Use your head to cooling down around.........

Global warming is the increase in the average temperature of the Earth's near-surface air and oceans since the mid-twentieth century and its projected continuation. Global surface temperature increased 0.74 ± 0.18 °C (1.33 ± 0.32 °F) during the last century.[1][A] The Intergovernmental Panel on Climate Change (IPCC) concludes that anthropogenic greenhouse gases are responsible for most of the observed temperature increase since the middle of the twentieth century,[1] and that natural phenomena such as solar variation and volcanoes probably had a small warming effect from pre-industrial times to 1950 and a small cooling effect afterward.[2][3] These basic conclusions have been endorsed by more than 40 scientific societies and academies of science,[B] including all of the national academies of science of the major industrialized countries.[4]
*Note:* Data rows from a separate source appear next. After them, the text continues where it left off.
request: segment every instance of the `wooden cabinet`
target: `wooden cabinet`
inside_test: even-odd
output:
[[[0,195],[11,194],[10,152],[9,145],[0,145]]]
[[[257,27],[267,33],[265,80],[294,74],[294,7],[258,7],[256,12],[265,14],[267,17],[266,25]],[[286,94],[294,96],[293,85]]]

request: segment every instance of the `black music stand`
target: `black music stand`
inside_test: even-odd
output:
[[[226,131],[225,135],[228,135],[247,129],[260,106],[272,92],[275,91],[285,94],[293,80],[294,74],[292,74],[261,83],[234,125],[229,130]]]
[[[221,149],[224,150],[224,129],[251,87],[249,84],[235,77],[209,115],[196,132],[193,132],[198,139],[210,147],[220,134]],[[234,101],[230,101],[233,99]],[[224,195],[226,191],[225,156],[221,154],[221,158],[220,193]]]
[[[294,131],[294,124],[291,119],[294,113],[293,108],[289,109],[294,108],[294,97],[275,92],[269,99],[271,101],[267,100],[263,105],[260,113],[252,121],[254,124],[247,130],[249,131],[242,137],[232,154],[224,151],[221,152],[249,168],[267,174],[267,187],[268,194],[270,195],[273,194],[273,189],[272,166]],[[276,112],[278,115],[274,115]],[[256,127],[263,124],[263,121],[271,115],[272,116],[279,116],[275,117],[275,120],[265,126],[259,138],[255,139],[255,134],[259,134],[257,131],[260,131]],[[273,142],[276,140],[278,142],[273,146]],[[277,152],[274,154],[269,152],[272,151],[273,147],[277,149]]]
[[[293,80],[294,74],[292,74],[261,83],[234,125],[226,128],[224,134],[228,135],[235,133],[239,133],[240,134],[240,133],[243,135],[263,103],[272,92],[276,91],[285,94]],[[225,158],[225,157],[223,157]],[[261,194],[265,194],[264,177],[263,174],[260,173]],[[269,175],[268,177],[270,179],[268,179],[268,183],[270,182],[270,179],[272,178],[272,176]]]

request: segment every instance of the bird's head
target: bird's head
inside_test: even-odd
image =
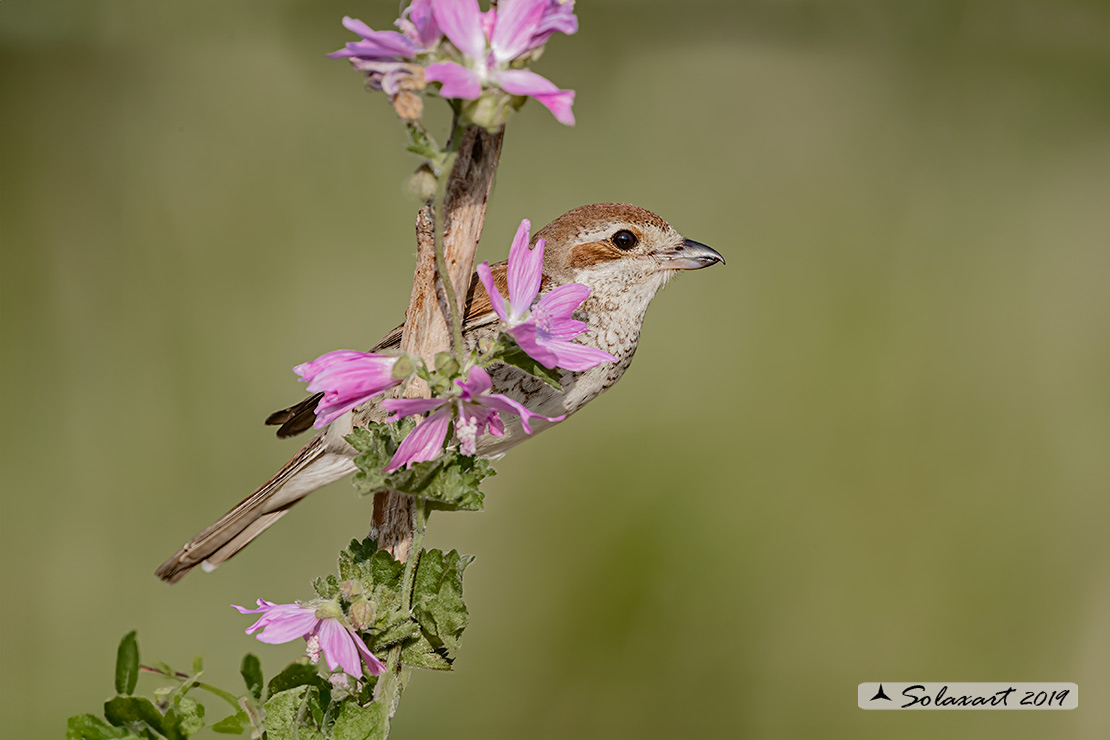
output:
[[[544,274],[554,283],[583,283],[602,294],[632,292],[647,301],[678,271],[725,262],[650,211],[627,203],[567,211],[536,232],[533,243],[539,239],[546,240]]]

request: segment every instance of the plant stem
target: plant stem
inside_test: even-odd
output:
[[[167,673],[164,670],[159,670],[158,668],[152,668],[150,666],[139,666],[139,670],[144,670],[148,673],[158,673],[159,676],[164,676],[167,678],[172,678],[173,680],[181,681],[182,683],[192,678],[189,673],[182,673],[181,671],[174,671],[172,673]],[[232,692],[224,691],[223,689],[214,687],[211,683],[204,683],[203,681],[195,681],[194,685],[196,686],[198,689],[203,689],[204,691],[208,691],[209,693],[214,693],[215,696],[220,697],[221,699],[223,699],[224,701],[226,701],[229,704],[231,704],[232,707],[234,707],[234,709],[235,709],[236,712],[239,711],[239,709],[240,709],[240,707],[239,707],[239,697],[236,697]]]
[[[427,517],[430,514],[428,504],[422,498],[413,499],[413,538],[408,547],[408,558],[405,560],[405,570],[401,580],[401,596],[408,608],[413,604],[413,585],[415,582],[416,567],[420,565],[420,556],[424,551],[424,531],[427,529]],[[401,665],[401,646],[390,648],[390,655],[385,660],[385,672],[374,687],[374,701],[384,701],[385,711],[381,716],[381,737],[390,733],[390,720],[396,712],[401,703],[401,695],[408,683],[408,675]]]
[[[435,209],[435,271],[440,273],[440,282],[443,283],[443,294],[447,301],[447,323],[451,325],[451,341],[455,349],[455,358],[463,362],[463,323],[458,317],[458,304],[455,302],[455,287],[452,285],[451,273],[447,272],[447,264],[443,257],[443,230],[440,224],[443,221],[444,193],[441,189],[438,195],[438,207]]]

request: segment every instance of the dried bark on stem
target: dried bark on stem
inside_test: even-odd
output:
[[[490,133],[468,128],[458,145],[443,197],[443,250],[458,316],[465,315],[466,290],[474,272],[474,254],[485,224],[486,204],[501,160],[504,131]],[[435,270],[435,212],[425,203],[416,215],[416,274],[405,313],[401,348],[431,363],[437,352],[451,348],[444,292],[437,288]],[[442,288],[442,286],[440,286]],[[411,383],[408,397],[426,397],[423,382]],[[376,494],[371,536],[379,547],[398,560],[407,560],[413,538],[412,498],[397,493]]]

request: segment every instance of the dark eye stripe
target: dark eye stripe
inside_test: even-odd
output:
[[[617,233],[613,234],[613,237],[609,241],[612,241],[613,245],[618,250],[630,250],[639,243],[639,240],[636,239],[636,234],[632,233],[627,229],[622,229]]]

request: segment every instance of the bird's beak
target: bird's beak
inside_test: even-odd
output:
[[[700,270],[712,264],[725,264],[725,257],[712,246],[693,239],[683,240],[682,244],[655,254],[663,270]]]

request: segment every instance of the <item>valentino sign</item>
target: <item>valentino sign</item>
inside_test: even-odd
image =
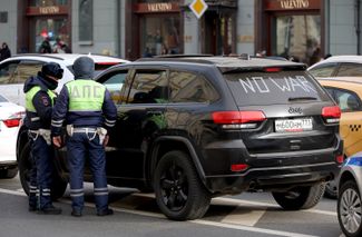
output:
[[[59,13],[59,7],[53,6],[53,7],[39,8],[39,12],[42,13],[42,14],[55,14],[55,13]]]
[[[302,9],[309,8],[309,0],[278,0],[282,9]]]
[[[173,10],[172,3],[148,3],[148,11],[170,11]]]

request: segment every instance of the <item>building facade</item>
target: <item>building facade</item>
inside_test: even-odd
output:
[[[163,53],[294,57],[361,53],[361,0],[0,0],[0,42],[38,52],[47,39],[72,52],[126,59]]]

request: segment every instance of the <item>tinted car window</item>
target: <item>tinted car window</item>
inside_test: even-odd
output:
[[[128,101],[131,103],[168,102],[169,88],[166,70],[137,70]]]
[[[2,96],[0,96],[0,102],[8,102],[8,100],[6,98],[3,98]]]
[[[218,99],[216,90],[200,75],[172,71],[169,86],[172,102],[209,102]]]
[[[9,83],[9,80],[14,77],[19,60],[2,63],[0,66],[0,85]]]
[[[327,91],[333,91],[334,100],[342,112],[361,111],[361,99],[353,91],[331,87],[327,88]]]
[[[9,79],[9,83],[23,83],[30,76],[36,76],[41,70],[43,61],[22,60],[16,71],[14,76]]]
[[[229,73],[224,77],[239,106],[329,100],[327,93],[305,71]]]
[[[361,63],[341,63],[336,76],[346,77],[346,76],[362,76],[362,65]]]
[[[314,68],[312,68],[310,73],[312,73],[314,77],[331,77],[333,76],[333,71],[335,70],[337,63],[325,63],[325,65],[320,65]]]
[[[128,70],[124,71],[117,71],[110,75],[107,75],[107,78],[101,78],[99,82],[106,86],[106,88],[110,92],[110,97],[112,101],[118,105],[124,101],[124,98],[121,98],[121,88],[125,83],[126,77],[127,77]]]
[[[115,65],[118,65],[117,62],[99,62],[99,63],[95,63],[95,73],[94,77],[98,76],[100,72],[102,72],[104,70],[106,70],[107,68],[110,68]],[[69,69],[69,71],[74,75],[75,70],[72,69],[72,65],[67,67]]]

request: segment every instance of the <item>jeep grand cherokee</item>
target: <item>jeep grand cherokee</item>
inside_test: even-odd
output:
[[[284,209],[311,208],[337,175],[341,111],[302,63],[153,58],[115,66],[96,79],[118,108],[106,148],[108,182],[155,190],[170,219],[200,218],[211,198],[247,190],[272,191]],[[57,156],[59,197],[68,177],[66,149]],[[26,191],[28,158],[20,132]],[[89,168],[85,179],[91,180]]]

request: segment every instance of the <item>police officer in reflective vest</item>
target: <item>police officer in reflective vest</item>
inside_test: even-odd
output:
[[[60,214],[51,203],[50,187],[53,172],[53,148],[50,138],[51,112],[56,93],[52,91],[62,78],[58,63],[45,63],[37,77],[30,77],[23,87],[26,93],[26,126],[29,128],[32,168],[30,170],[29,211]]]
[[[58,147],[62,144],[61,127],[63,122],[67,125],[71,215],[82,215],[86,156],[94,178],[97,215],[111,215],[112,210],[108,208],[105,146],[108,142],[107,130],[116,124],[117,109],[105,86],[91,80],[95,71],[91,58],[78,58],[72,69],[76,80],[66,83],[60,91],[51,120],[53,144]]]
Climate model projections summarized in the latest IPCC report indicate that global surface temperature will probably rise a further 1.1 to 6.4 °C (2.0 to 11.5 °F) during the twenty-first century.[1] The uncertainty in this estimate arises from the use of models with differing climate sensitivity, and the use of differing estimates of future greenhouse gas emissions. Some other uncertainties include how warming and related changes will vary from region to region around the globe. Most studies focus on the period up to 2100. However, warming is expected to continue beyond 2100 even if emissions stop, because of the large heat capacity of the oceans and the long lifetime of carbon dioxide in the atmosphere.[5][6]

Increasing global temperature will cause sea levels to rise and will change the amount and pattern of precipitation, probably including expansion of subtropical deserts.[7] The continuing retreat of glaciers, permafrost and sea ice is expected, with the Arctic region being particularly affected. Other likely effects include shrinkage of the Amazon rainforest and Boreal forests, increases in the intensity of extreme weather events, species extinctions and changes in agricultural yields.

Political and public debate continues regarding the appropriate response to global warming. The available options are mitigation to reduce further emissions; adaptation to reduce the damage caused by warming; and, more speculatively, geoengineering to reverse global warming. Most national governments have signed and ratified the Kyoto Protocol aimed at reducing greenhouse gas emissions.